Lisboa, Arte e Guerra
Negócios e boatos pelas ruas de Lisboa

“Falta-lhe todo e qualquer patriotismo, é completamente egoísta e sem quaisquer escrúpulos”. É assim que serviços secretos americanos descrevem o francês Jean Rolland Ostins, um negociante de arte com ligações suspeitas e perigosas que, em 1941, se instalou em Lisboa.

Francês, colaboracionista desde a primeira hora e com ligações privilegiadas ao governo de Vichy, Ostins é uma das mais intrigantes personalidades referida nos diversos relatórios e fichas coligidas pelos serviços secretos americanos OSS em Lisboa no ano de 1945.

Quando os alemães conquistam França tem pouco mais de quarenta anos e é um negociante de arte relativamente conhecido em Paris. A falta de escrúpulos transformam-no rapidamente no colaborador perfeito de Bruno Lohse e da unidade especial Rosenberg.

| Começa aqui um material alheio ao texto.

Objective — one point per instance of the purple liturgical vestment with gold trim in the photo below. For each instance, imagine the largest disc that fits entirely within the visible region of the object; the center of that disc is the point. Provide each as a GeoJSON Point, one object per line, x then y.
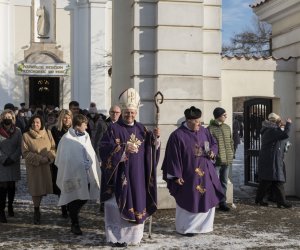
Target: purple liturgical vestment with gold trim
{"type": "Point", "coordinates": [131, 177]}
{"type": "Point", "coordinates": [186, 158]}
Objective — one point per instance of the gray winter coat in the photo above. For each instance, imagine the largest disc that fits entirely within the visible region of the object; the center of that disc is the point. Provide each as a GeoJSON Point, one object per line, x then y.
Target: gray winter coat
{"type": "Point", "coordinates": [10, 147]}
{"type": "Point", "coordinates": [270, 162]}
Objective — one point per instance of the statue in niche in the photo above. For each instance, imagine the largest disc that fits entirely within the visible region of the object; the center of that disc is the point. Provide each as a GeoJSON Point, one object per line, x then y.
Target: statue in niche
{"type": "Point", "coordinates": [43, 24]}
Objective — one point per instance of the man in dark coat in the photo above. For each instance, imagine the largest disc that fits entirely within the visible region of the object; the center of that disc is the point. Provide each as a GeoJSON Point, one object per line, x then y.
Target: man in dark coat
{"type": "Point", "coordinates": [271, 169]}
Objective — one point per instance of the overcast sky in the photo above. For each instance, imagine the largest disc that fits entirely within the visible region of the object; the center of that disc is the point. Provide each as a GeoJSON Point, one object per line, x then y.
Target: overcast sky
{"type": "Point", "coordinates": [237, 15]}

O primeiro é o homem de confiança e fornecedor de obras de arte do Marechal Goering - um dos coleccionadores mais sedentos do regime - e a Unidade Especial Rosenberg (ERR) é responsável pela política cultural do Reich, liderando o saque de milhões de peças pertencentes a colecções particulares e públicas em países ocupados. Um espólio que deveria integrar uma enorme rede museus sonhada por Hitler no seu Reich e, especialemente, o grande Museu de Arte de Linz, na Áustria - uma obra que deveria começar logo que a guerra acabasse.
 

Uma das versões do quadro "Salomé" de Ticiano terá passado por Lisboa quando uma negociante estrangeira o traficou para Inglaterra. A mulher era também suspeita e vender diamantes enviados pelos alemães. 

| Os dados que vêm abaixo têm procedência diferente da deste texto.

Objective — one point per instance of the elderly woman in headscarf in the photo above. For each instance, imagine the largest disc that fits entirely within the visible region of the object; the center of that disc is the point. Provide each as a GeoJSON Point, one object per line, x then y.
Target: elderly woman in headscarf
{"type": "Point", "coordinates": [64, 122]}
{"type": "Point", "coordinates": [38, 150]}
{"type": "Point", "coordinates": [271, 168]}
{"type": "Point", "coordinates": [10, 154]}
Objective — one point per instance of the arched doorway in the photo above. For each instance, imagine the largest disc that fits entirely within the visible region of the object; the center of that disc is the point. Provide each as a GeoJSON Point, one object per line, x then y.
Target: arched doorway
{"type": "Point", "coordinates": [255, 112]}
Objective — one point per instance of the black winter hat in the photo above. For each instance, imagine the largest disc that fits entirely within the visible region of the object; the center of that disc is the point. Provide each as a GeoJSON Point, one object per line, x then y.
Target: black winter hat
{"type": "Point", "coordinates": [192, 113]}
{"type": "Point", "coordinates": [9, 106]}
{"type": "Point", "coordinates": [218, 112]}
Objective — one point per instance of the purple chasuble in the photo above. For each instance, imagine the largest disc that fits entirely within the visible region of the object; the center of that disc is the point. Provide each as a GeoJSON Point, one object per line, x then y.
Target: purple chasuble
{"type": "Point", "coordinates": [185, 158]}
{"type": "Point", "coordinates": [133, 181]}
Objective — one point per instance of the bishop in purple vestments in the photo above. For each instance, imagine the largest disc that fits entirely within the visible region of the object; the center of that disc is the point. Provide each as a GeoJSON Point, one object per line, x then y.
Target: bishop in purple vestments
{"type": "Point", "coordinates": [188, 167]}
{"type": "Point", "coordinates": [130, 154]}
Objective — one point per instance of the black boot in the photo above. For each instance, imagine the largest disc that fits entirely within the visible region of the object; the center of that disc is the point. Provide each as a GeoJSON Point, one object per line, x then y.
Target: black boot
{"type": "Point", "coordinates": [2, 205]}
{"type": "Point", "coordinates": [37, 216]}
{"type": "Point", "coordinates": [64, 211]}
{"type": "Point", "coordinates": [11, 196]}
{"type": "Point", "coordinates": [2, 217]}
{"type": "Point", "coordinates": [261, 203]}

Os colaboradores de Lohse e da ERR ajudam na localização das colecções e de obras individuais. Conhecedores dos meandros do negócio sabem quem são os colecionadores e quais as obras que possuem. As colecções pertencentes a judeus são especialmente apreciadas pois são simplesmente apreendidas. Galerias públicas também não escapam ao apetite deste enorme polvo.

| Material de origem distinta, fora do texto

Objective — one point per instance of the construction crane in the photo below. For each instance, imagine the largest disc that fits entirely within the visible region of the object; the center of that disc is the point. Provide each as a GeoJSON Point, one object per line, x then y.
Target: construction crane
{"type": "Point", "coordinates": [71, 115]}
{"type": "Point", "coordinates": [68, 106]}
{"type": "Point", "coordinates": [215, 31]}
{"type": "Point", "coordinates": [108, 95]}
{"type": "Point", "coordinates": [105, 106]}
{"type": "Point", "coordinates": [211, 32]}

Para além de receberem comissões muitos destes colaboracionistas têm acesso privilegiado às “sobras” do processo. Peças realizadas por judeus ou obras consideradas “degeneradas” – praticamente todos os modernistas - não têm lugar na cultura e no gosto alemão. Entram no circuito subterrâneo controlado por estes negociantes que conseguem não só importantes divisas para os nazis como também acumular importantes fortunas.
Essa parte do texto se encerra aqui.